What is the biggest difference you’ve seen in Juneau over the past nine years?

The energy of people who have different opinions is vitriol — it’s higher. I don’t know if it’s the pandemic or national scene or what, but people are on a shorter fuse, a shorter hair-trigger.

We’re getting more exasperated emails, for example, expecting more instantly. I think everybody is stressed and it’s showing in the attitudes toward government in general.

What’s next?

Well, the first thing I’m gonna do is go to rehearsal — I’m in rehearsal for “Cabaret.” I haven’t really done it since joining the Assembly since I had no time. I’m going to play Fraulein Schneider in Theatre in the Rough’s production of “Cabaret.”

I also retired from my day job this spring, so it’s very exciting to have an open calendar except for rehearsal for the next few weeks.

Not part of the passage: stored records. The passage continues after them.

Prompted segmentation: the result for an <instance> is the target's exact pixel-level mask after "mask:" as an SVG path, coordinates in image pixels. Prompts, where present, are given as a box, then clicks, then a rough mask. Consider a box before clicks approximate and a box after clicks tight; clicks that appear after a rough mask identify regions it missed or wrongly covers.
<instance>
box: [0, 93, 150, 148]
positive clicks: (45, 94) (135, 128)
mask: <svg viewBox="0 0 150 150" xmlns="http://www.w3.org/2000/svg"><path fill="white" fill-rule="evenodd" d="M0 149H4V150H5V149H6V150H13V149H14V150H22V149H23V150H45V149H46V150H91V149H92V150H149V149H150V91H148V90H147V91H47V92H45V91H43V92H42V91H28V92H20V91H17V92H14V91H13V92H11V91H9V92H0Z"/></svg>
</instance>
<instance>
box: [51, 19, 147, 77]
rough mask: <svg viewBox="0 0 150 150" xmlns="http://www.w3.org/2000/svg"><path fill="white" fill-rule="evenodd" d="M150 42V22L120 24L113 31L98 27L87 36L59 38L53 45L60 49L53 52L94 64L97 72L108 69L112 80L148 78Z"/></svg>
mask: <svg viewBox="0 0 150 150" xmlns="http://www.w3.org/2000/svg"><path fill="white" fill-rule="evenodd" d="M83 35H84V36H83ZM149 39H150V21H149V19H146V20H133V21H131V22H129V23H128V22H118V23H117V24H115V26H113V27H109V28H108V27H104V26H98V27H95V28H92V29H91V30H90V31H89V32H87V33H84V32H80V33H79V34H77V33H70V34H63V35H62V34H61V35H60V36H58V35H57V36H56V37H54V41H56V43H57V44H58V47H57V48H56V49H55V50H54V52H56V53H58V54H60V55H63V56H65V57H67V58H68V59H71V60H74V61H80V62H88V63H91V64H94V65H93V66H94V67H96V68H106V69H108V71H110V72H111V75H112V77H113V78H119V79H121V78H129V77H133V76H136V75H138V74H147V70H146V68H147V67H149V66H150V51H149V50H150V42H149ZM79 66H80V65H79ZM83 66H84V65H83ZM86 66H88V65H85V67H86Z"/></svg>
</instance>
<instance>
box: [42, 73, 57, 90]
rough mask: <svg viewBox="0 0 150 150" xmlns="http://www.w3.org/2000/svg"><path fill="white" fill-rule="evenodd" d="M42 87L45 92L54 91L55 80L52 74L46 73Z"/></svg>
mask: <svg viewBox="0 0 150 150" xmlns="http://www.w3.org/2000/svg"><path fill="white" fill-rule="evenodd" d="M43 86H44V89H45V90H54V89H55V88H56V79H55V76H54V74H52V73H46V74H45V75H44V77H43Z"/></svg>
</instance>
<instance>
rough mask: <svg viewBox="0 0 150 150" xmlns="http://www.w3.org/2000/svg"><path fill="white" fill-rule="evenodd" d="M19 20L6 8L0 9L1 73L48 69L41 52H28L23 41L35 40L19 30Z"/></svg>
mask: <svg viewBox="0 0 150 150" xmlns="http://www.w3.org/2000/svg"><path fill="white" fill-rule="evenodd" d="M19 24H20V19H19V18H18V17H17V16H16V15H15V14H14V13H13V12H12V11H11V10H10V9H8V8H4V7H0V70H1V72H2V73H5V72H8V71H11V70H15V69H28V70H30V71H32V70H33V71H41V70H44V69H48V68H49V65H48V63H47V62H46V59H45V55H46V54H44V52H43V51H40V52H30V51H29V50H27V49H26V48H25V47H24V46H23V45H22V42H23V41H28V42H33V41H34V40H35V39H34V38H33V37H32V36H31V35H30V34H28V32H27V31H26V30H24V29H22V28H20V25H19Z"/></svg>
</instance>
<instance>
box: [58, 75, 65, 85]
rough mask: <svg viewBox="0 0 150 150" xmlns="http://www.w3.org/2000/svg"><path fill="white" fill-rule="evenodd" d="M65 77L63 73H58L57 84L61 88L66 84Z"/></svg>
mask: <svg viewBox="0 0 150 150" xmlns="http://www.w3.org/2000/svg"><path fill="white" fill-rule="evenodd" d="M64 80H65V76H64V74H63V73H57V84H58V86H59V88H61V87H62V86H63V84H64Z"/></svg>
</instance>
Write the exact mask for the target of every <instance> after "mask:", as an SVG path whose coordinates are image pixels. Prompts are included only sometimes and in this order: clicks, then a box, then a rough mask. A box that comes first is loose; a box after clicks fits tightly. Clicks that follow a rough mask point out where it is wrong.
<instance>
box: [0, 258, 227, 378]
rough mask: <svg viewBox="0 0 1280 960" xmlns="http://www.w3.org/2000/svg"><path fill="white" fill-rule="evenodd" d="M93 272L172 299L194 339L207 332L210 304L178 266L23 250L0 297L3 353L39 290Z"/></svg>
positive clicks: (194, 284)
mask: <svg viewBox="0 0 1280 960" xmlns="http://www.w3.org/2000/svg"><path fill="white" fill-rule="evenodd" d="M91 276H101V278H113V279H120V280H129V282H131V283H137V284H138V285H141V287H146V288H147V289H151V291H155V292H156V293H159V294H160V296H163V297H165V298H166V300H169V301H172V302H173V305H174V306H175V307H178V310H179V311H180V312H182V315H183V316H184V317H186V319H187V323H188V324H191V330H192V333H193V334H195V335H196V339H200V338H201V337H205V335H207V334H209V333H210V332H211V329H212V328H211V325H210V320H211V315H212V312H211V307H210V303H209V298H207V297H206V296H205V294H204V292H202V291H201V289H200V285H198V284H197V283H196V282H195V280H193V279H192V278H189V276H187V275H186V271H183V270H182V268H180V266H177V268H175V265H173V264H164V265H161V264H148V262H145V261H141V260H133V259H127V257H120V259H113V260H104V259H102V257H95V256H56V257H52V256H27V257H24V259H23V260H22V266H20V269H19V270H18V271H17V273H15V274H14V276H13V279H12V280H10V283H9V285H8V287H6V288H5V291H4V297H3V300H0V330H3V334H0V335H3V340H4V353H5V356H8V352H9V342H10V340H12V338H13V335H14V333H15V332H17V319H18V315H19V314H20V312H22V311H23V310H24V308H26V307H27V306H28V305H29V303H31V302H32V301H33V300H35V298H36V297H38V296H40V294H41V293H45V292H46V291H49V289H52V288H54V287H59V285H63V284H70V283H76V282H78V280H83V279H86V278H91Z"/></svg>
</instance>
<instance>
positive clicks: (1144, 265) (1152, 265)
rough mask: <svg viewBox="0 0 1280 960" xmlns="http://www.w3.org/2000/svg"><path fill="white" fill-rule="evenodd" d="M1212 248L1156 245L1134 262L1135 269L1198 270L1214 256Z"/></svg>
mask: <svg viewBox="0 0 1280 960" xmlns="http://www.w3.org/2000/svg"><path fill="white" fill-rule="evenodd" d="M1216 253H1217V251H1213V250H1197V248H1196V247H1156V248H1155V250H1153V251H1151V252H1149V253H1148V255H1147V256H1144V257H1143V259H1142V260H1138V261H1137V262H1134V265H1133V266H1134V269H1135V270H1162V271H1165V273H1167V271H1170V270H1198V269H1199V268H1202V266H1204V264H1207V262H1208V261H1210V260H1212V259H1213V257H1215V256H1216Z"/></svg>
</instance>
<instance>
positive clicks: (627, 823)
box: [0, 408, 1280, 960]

I plan to pay attention (to the Assembly), but I will not be logging on to Zoom to watch the meeting. But you know, it’s my community and I care about it. I’m glad it’s time for someone else to do their best at trying to do the best for the most people.

Anything else you’d like to say?

Juneau has been and still is a neighborly town. If you need someone to water your plants while you’re gone or take your mail, you can count on your neighbors to do that, regardless of who they voted for. I hope that people remember that and don’t get into these factions of dislike like, “you voted for a different person and now I don’t want you to be my friend anymore.” I hope we don’t turn into that.